Shepherd Neame reports steep rise in pre-tax profit and record turnover
The company, which also reported record EBITDA, saw like-for-like managed sales rise 7.6% (drinks, +6.2%; food, +10.9%, accommodation, +7%), while its tenanted estate returned to growth, with same outlet like-for-likes up 0.3%. Total beer volume for the 53 weeks grew 5.6%, and own beer volume increased 5.2%.
Meanwhile, the firm announced that it has refinanced its medium term loan facility “to provide a robust financing platform for the company's growth plans”. Its medium term loan facility increased from £10m to £20m and will now expire with its £10m revolving credit facility in May 2017. “The existing £60m term loan remains unchanged and matures in 2026. Excluding the overdraft facility, this brings Shepherd Neame's total long and medium term committed credit facilities to £90m.”
Pre-tax profit for the year, in which it bought seven sites, was £9.1m (2011: £6.5m). Operating profit before exceptionals grew 3.7% to £12.7m and basic earnings per share increased 58.7% to 54.6p.
In its tenanted estate, revenue grew 2.2% and profit contribution rose 1.2%, against a 3.1% decline in the period year, despite operating fewer outlets. EBITDAR per pub increased 2.7%, reflecting its strategy of replacing smaller sites with higher turnover outlets, and also due to increased investment in its core pubs, Shepherd Neame said; 26 sites tenanted were refurbished in the period.
Total managed revenues grew 14.5%, with profit contribution up 25.2%.
“We have seen excellent individual performances in particular at the Crown Hotel, Blackheath following the refurbishment in 2011; the Spanish Galleon in Greenwich, following the re-opening of the Cutty Sark and development of an innovative fish bar within the pub; and the Jamaica Wine House, after the redevelopment of the basement into a wine bar.
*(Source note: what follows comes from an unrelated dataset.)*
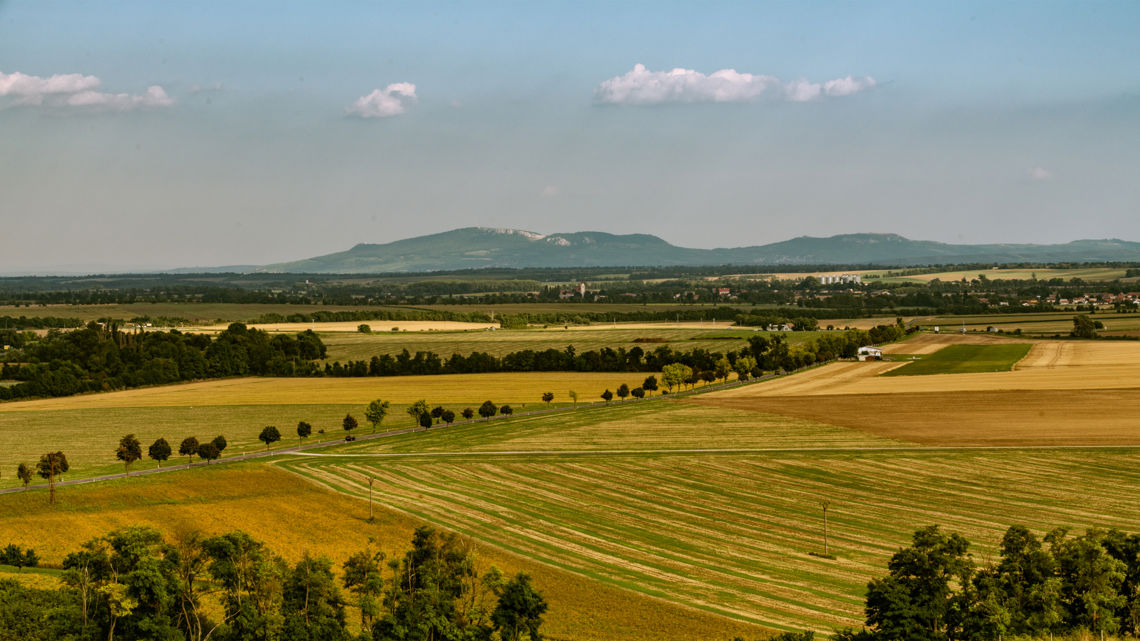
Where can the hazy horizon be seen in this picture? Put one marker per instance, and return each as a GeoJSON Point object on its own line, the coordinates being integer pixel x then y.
{"type": "Point", "coordinates": [164, 136]}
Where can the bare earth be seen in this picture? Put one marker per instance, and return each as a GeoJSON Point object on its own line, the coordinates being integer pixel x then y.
{"type": "Point", "coordinates": [1063, 392]}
The Millers Arms, Canterbury; The Crown Inn, Chislehurst; and Mabel's Tavern, London have also enjoyed notable increases in trade.”
Average food spend in the division increased from £9.12 to £11.23, while RevPar grew 13.2% to £43.
The company said it had made a “promising” start to the current financial year, with manage like-for-likes up 5.1% in the 12 weeks to 22 September, beer volumes level with the prior year and same outlet like-for-like EBITDAR in the tenanted estate up 2.5%.
“This has been a satisfactory performance considering that the much anticipated boost to tourism from the London 2012 Olympics did not materialise - indeed, except for a handful of individual pubs situated near event locations, trade in London was generally down on the same period last year - and the wet and dull weather that we experienced in the early part of the summer continued into July,” the company said.
Jonathan Neame, chief executive, said: "This has been another successful year for the company. Our beer, food and accommodation sales have all enjoyed strong growth for the second year in a row and the tenanted estate performance has been encouraging.
“Our strategy to invest in our pubs and brands during the economic downturn has strengthened the company, improved its competitive position and enhanced our reputation with consumers. Recent pub acquisitions have been successful and this has enabled us to take another step forward this year with some further excellent purchases, which provides a good platform for the future.”